Saturday, October 20, 2007

Some more unknown programming quotes

"Any sufficiently advanced bug is indistinguishable from a feature."

"Programming is an art form that fights back."

"There are two ways to write error-free programs; only the third one works."

Tuesday, October 16, 2007

Ioc is very simple and important.

I attended the CMAP code camp this past weekend and sat in on Michael Pastore's excellent presentation on Dependency Injection and Inversion of Control.

Although I was already familiar with DI/IOC his presentation managed to sharpen my understanding of why Ioc is important.

I don't have Mike's exact definition of Ioc but in my words:

"Ioc is where code surrenders control or configuration to external code"
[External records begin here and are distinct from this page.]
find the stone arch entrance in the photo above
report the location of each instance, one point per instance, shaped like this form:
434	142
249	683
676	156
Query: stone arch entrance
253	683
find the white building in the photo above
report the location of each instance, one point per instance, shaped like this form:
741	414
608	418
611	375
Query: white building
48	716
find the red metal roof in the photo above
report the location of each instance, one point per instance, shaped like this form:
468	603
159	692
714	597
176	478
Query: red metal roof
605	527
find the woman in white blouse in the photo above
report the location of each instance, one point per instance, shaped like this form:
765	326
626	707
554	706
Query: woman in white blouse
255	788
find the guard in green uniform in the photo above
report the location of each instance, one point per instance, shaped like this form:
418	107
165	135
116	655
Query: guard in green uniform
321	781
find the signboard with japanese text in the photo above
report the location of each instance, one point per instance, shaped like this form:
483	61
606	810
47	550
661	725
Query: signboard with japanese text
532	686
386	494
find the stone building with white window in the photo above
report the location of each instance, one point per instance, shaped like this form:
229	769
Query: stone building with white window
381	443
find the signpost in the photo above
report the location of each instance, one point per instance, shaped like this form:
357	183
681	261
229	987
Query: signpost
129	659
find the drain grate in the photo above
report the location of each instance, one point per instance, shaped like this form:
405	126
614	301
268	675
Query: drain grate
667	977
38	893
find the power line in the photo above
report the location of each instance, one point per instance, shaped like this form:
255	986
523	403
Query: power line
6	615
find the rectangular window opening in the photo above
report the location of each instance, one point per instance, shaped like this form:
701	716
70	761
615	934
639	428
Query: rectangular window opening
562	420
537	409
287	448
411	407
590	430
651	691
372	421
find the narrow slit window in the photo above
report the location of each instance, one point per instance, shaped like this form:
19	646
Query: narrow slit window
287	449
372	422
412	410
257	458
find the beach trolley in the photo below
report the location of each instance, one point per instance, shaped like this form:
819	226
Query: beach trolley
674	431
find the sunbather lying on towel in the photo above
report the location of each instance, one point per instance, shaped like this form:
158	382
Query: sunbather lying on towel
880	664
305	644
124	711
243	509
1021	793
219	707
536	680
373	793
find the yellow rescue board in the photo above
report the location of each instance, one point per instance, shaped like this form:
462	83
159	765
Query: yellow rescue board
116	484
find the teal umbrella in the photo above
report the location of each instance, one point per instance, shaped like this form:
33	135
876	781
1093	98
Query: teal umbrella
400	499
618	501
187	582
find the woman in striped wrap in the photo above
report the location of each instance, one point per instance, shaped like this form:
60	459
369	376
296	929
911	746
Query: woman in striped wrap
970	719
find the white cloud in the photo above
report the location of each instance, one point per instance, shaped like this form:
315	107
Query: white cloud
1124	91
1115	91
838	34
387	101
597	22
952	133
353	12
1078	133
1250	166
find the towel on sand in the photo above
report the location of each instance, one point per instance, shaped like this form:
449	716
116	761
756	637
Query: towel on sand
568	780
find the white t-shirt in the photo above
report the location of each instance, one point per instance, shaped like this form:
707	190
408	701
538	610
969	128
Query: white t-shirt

This is very common in most Frameworks including the the .NET framework.

Consider the TrueForAll method from List from reflector:
public static bool TrueForAll<T>(T[] array, Predicate<T> match)
{
if (array == null)
{
throw new ArgumentNullException("array");
}
if ( match == null)
{
throw new ArgumentNullException("match");
}
for (int i = 0; i < array.Length; i++)
{
if (!match(array[i]))
{
return false;
}
}
return true;
}
This method delegates control to the Predicate inverting the control to the caller. These delegate / callback methods appear all over the .NET framework.

So in my opinion Ioc is a very important concept that every developer should understand to effectively implement that Single Responsibility Principle.